May 28 2018

Poema en cruz

Alberto Juárez Vivas

Dieciocho veces se apagó el sol ese día aciago,
el cantor quebró su voz y los pedazos se enrojecieron.
Pedazos jóvenes como el capullo,
sus manos en un rebelde crecimiento
en cada esquina llena de humo y fuego.
La tarde no pudo levantar su pañuelo, ni la procesión
de la virgen de Mercedes pudo evitar los muertos.

Pero fue.

Quedó colgando en los árboles del parque
el último suspiro de un estudiante muerto,
diecinueve años derribados en el suelo
por la inconsciencia, la locura y los proyectiles de un enfermo.

Y el resto de hermanos
de la mano de sus restos calcinados,
corriendo por las calles,
exigiendo con palabra de furia,
con sentimiento y desconcierto,
adoquín, palo y dignidad.

Tan solo eso fue suficiente
para la juventud que grita y llora
en la entrada del cementerio.

Jóvenes ingenieros.
Jóvenes médicos.
Jóvenes juristas.
Jóvenes inquietos.
Jóvenes arquitectos.

Jóvenes que cubren las plazas y las calles
como una alfombra de silencio.
Jóvenes del siglo XXI
heridos, soñadores, trovadores.
Jóvenes de secretos,
jóvenes que al final del día, cansados,
conquistan los cercos.

Dieciocho veces seguirá apagándose el sol cada día,
como un canto abrileño que se estrella en el cielo.
Jóvenes en multitud con canto azul y blanco;
jóvenes que cayeron en los meses húmedos
con la mochila aún llena de cuadernos;
jóvenes que resucitan en cada esquina,
donde la injusticia exige su silencio.

No son ellos los que muerden,
como aquéllos que surgen de las sombras,
los verdugos, nacidos en el infierno.

Los jóvenes azul y blanco
pintada llevan en sus frentes la esperanza.
Y aunque estos versos no resuciten a los muertos,
a los que duermen donde comienza el viento,
vibra en sus venas la ruta de sus sueños.

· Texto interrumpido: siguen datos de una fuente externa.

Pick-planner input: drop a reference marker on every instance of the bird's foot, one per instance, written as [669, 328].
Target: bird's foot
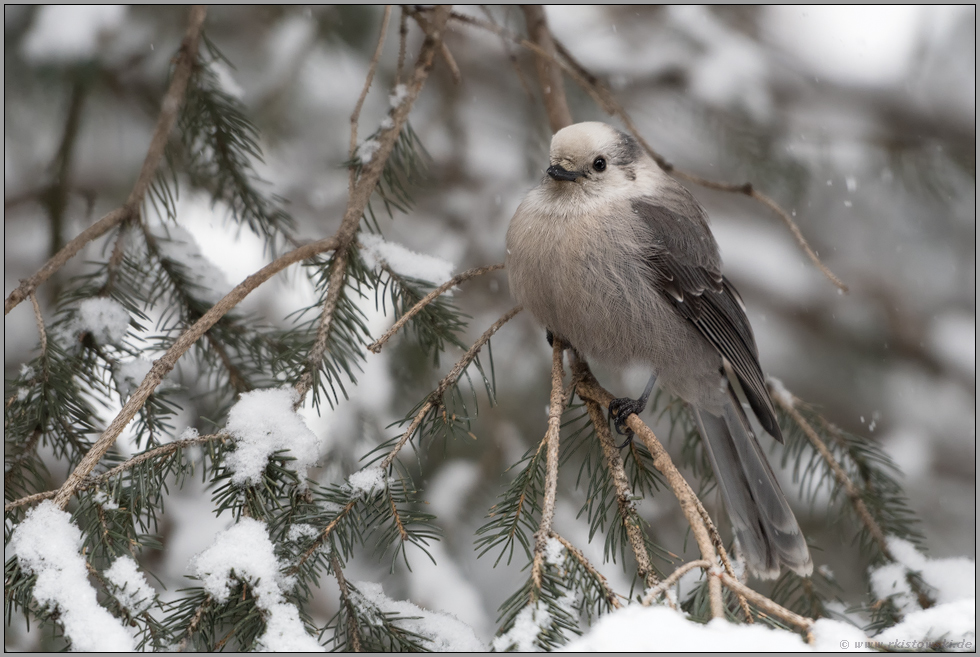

Sueños que tenebrosos quieren mutilar
en la impotencia de una madre que llora,
reza, implora, resucite su hijo asesinado.

En estos jóvenes azul y blanco
irradian el frescor de un futuro en libertad,
con la paz de la vida, no la de los sepulcros.

El día esperado se hizo,
también la realidad de paloma
y la melodía inundó aquella tarde abrileña,
donde con sus mochilas llenas de cuadernos,
cayeron las palomas azul y blanco.

24 mayo 2018.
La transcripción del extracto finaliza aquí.